Siempre encuentro novedades en tus palabras, querido Jesús, y aunque hay textos que he leído muchas veces, cada vez que los leo, descubro en ellos algo nuevo, o me impresionan de una manera diferente.
Al leer lo que dijiste a tus apóstoles cuando ibas a Jerusalén para entregar tu vida por mí, encuentro una maravillosa síntesis de lo que implicaba tu sacrificio, y desde luego, su culminación: “He aquí que subimos a Jerusalén, y el Hijo del Hombre va a ser entregado a los sumos sacerdotes y a los escribas, que lo condenarán a muerte; y lo entregarán a los paganos para que se burlen de él, lo azoten, y lo crucifiquen; pero al tercer día, resucitará”. (Mt. 20.18-19).

Eras totalmente consciente de lo que te esperaba, y aun sabiendo que ibas a experimentar el máximo sufrimiento, moral y físico, seguiste adelante; porque para ti, lo más importante, era cumplir, en todo momento, la voluntad de tu Padre celestial.

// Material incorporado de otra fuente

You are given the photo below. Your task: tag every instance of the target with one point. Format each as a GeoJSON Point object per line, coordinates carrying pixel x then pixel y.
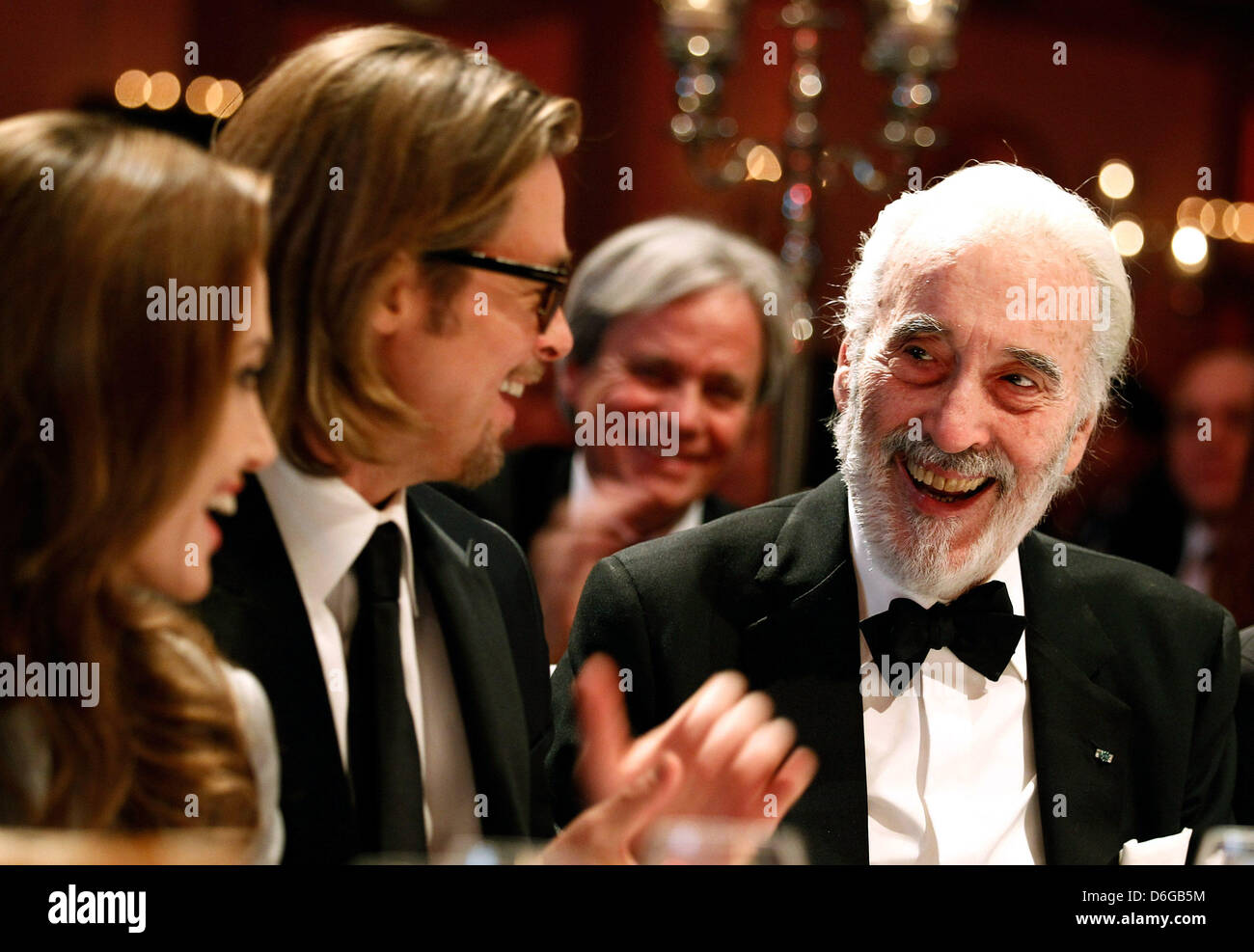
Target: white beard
{"type": "Point", "coordinates": [918, 551]}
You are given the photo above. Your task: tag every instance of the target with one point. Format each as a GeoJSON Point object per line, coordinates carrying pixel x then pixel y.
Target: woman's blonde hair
{"type": "Point", "coordinates": [105, 414]}
{"type": "Point", "coordinates": [379, 139]}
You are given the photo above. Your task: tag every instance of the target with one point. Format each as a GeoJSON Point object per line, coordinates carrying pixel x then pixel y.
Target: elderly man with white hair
{"type": "Point", "coordinates": [976, 692]}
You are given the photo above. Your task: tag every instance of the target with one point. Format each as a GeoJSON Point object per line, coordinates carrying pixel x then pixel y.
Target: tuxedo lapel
{"type": "Point", "coordinates": [804, 652]}
{"type": "Point", "coordinates": [480, 658]}
{"type": "Point", "coordinates": [259, 618]}
{"type": "Point", "coordinates": [1081, 731]}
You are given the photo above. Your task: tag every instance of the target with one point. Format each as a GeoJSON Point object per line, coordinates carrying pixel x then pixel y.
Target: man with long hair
{"type": "Point", "coordinates": [417, 267]}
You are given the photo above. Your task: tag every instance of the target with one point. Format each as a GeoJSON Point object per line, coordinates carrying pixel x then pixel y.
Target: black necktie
{"type": "Point", "coordinates": [979, 627]}
{"type": "Point", "coordinates": [383, 748]}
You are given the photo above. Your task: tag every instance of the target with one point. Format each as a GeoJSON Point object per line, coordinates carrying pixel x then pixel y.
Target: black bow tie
{"type": "Point", "coordinates": [979, 627]}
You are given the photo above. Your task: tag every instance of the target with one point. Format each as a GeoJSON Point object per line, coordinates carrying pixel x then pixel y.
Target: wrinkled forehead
{"type": "Point", "coordinates": [1007, 291]}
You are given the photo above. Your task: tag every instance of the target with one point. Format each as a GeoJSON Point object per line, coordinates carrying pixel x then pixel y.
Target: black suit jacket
{"type": "Point", "coordinates": [1114, 652]}
{"type": "Point", "coordinates": [492, 626]}
{"type": "Point", "coordinates": [532, 482]}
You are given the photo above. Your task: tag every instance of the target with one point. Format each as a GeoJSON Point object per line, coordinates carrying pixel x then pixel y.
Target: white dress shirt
{"type": "Point", "coordinates": [325, 525]}
{"type": "Point", "coordinates": [584, 491]}
{"type": "Point", "coordinates": [951, 772]}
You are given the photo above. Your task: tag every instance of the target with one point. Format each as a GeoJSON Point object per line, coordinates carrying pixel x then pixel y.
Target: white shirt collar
{"type": "Point", "coordinates": [325, 525]}
{"type": "Point", "coordinates": [876, 589]}
{"type": "Point", "coordinates": [582, 489]}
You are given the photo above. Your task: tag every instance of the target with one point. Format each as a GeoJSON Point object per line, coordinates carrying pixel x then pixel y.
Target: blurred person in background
{"type": "Point", "coordinates": [961, 676]}
{"type": "Point", "coordinates": [669, 316]}
{"type": "Point", "coordinates": [397, 635]}
{"type": "Point", "coordinates": [1191, 517]}
{"type": "Point", "coordinates": [124, 437]}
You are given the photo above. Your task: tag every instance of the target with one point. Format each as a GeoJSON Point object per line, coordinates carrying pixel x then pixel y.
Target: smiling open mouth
{"type": "Point", "coordinates": [945, 489]}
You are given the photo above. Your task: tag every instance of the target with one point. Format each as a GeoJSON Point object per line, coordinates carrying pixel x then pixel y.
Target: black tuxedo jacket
{"type": "Point", "coordinates": [1115, 654]}
{"type": "Point", "coordinates": [490, 621]}
{"type": "Point", "coordinates": [532, 482]}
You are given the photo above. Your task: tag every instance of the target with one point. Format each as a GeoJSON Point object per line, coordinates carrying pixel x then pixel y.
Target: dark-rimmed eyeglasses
{"type": "Point", "coordinates": [555, 279]}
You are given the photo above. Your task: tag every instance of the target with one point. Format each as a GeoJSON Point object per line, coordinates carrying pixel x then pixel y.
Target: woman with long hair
{"type": "Point", "coordinates": [129, 413]}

Gracias, Jesús, por ese ejemplo de obediencia, de entrega y de amor. No tenías duda de lo que te esperaba, por eso sudaste gotas de sangre y en tu agonía dijiste a tu Padre: “Padre, si quieres, aparta de mí este cáliz”. (Lc.22.42). Sin embargo, inmediatamente añadiste: “pero no se haga mi voluntad, sino la tuya” (Lc.22.42).

Ayúdame Señor a tener claridad en relación a la misión que Dios me ha encomendado, y a ser fiel a ella, como tú lo fuiste. Ayúdame, Señor Jesús, a seguir tu ejemplo de entrega, de obediencia y de amor.

Amén.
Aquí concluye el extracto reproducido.